SLR - November 2020 - Reisha R. Banzon
Reference: Ge V, Subramaniam A, Banakh I, Wang WC, Tiruvoipati R. Management of Sodium-Glucose Cotransporter 2 Inhibitors During the Perioperative Period: A Retrospective Comparative Study. J Perioper Pract. 2020 Sep 8:1750458920948693.Level of Evidence: Level III, Retrospective Comparative Study
Scientific Literature Review
Reviewed By: Reisha R. Banzon, DPM
Residency Program: Southern Arizona VA Health Care System – Tucson, AZ
Podiatric Relevance: Many of our patients needing surgical intervention have history of Diabetes. Because of this, proper perioperative management of diabetic medication is important to make sure the patient’s glycemic status is medically optimized as much as possible before surgery, as well as postoperatively to avoid complications. In March 2020, the Food and Drug Administration recommended stopping sodium-glucose cotransporter 2 inhibitors (SGLT2Is) at least three to four days before scheduled surgery to lessen the risk of developing of diabetic ketoacidosis (DKA). Similarly, Australian and New Zealand College of Anesthetists (ANZCA) 2018, also recommended discontinuation of SGLT2Is for at least three days perioperatively (two days prior to surgery and the day of surgery).
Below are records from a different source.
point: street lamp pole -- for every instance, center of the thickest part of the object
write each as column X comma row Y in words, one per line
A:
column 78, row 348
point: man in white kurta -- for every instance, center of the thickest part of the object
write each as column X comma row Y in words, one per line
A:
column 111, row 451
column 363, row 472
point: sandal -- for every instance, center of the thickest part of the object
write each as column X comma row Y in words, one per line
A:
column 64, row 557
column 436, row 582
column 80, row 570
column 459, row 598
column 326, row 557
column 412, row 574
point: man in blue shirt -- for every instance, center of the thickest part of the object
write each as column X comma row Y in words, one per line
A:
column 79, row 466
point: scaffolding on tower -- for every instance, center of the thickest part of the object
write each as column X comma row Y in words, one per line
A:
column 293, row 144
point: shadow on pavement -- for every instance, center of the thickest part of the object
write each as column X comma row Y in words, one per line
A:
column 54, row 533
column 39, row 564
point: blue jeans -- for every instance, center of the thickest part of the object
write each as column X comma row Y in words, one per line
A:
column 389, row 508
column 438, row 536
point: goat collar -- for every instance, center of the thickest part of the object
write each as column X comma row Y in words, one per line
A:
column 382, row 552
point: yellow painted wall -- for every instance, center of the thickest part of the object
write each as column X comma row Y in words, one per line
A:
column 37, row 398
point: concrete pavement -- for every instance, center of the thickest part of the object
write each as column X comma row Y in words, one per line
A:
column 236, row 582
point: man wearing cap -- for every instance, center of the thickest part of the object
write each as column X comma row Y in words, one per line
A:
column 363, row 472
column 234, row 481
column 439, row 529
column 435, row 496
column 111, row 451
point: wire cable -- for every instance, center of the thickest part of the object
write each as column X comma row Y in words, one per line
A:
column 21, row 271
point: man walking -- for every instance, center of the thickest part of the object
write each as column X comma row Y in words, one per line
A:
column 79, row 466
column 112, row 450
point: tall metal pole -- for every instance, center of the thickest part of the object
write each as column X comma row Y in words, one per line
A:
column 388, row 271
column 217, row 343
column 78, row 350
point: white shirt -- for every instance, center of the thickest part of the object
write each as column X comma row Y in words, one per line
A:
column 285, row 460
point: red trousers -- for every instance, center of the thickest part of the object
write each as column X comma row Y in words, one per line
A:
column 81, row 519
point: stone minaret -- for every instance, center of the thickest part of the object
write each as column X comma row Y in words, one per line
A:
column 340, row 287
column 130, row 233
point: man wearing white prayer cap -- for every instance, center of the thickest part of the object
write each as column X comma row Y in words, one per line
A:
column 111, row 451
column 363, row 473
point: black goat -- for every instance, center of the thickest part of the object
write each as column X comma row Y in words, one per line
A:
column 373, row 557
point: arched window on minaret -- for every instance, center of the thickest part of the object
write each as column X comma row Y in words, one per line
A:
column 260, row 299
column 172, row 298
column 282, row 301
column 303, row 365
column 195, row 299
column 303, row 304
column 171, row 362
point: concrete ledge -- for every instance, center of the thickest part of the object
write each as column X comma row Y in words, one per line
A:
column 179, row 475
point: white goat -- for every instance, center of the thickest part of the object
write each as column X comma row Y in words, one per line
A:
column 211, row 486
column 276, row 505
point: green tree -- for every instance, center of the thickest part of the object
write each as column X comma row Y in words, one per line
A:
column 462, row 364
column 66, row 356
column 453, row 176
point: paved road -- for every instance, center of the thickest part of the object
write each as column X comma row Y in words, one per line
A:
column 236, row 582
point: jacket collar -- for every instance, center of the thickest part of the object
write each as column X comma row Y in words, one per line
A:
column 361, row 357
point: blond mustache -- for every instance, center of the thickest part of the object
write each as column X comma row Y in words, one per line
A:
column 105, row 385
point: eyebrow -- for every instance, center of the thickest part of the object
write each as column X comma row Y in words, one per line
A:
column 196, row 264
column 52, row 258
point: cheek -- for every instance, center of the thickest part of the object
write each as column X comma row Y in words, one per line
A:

However, such recommendations are based on case reports, small case series and from non-surgical patients. This article aims to assess the effect of withholding SGLT2Is per ANZCA 2018 guidelines and whether it is associated with reduction of adverse events. This article proposed that complication rates would be higher when SGLT2Is were not withheld during perioperative period.
Methods: This was a single center, retrospective comparative study that evaluated n=82 eligible patients, divided into two groups; n=16 in SGLT2Is withheld as per guideline group and n=66 in SGLT2Is not withheld group between January 2015 to December 2018. Inclusion criteria includes, adults above the age of 18, admission to surgical ward, fasting for at least 6h, and documented administration or discontinuation of SGLT2Is during perioperative period per current guideline from ANZCA 2018. The primary outcome was composed of major postoperative complications’ including euglycemic diabetic ketoacidosis (eDKA), DKA, Acute Kidney Injury (AKI) and urosepsis. The secondary outcomes included comparisons of blood glucose levels (BGL) preoperatively and readmission rate to the hospital within 28 days of discharge after prior surgery.
Results: Major postoperative complications was significantly higher in SGLT2Is withheld group compared to patients who continued SGLT2Is therapy. SGLT2Is withheld group had significantly higher rates of eDKA compared to patients who continued SGLT2Is therapy. Although there was an increased incidence in AKI incidence in SGLT2Is withheld group, it did not reach statistical significance. There was no significant difference in other outcomes assessed between the groups. BGL were comparable between both groups preoperatively, but SGLT2Is withheld group had higher day one and day two BGLs. Patients who were readmitted did not have complications that could be attributed to SGLT2Is.
Conclusions: The authors concluded that withholding SGLT2Is per ANZCA 2018 guidelines was associated with increased risk of major postoperative complications, more specifically eDKA, as well as reduced glycemic control. However, further studies are needed that focuses on surgical patients and perioperative management to assess the risk and benefits of current guidelines for SGLT2Is and whether withholding it results in overall improved clinical outcomes. This shows that even though guidelines exist, they must be used with caution.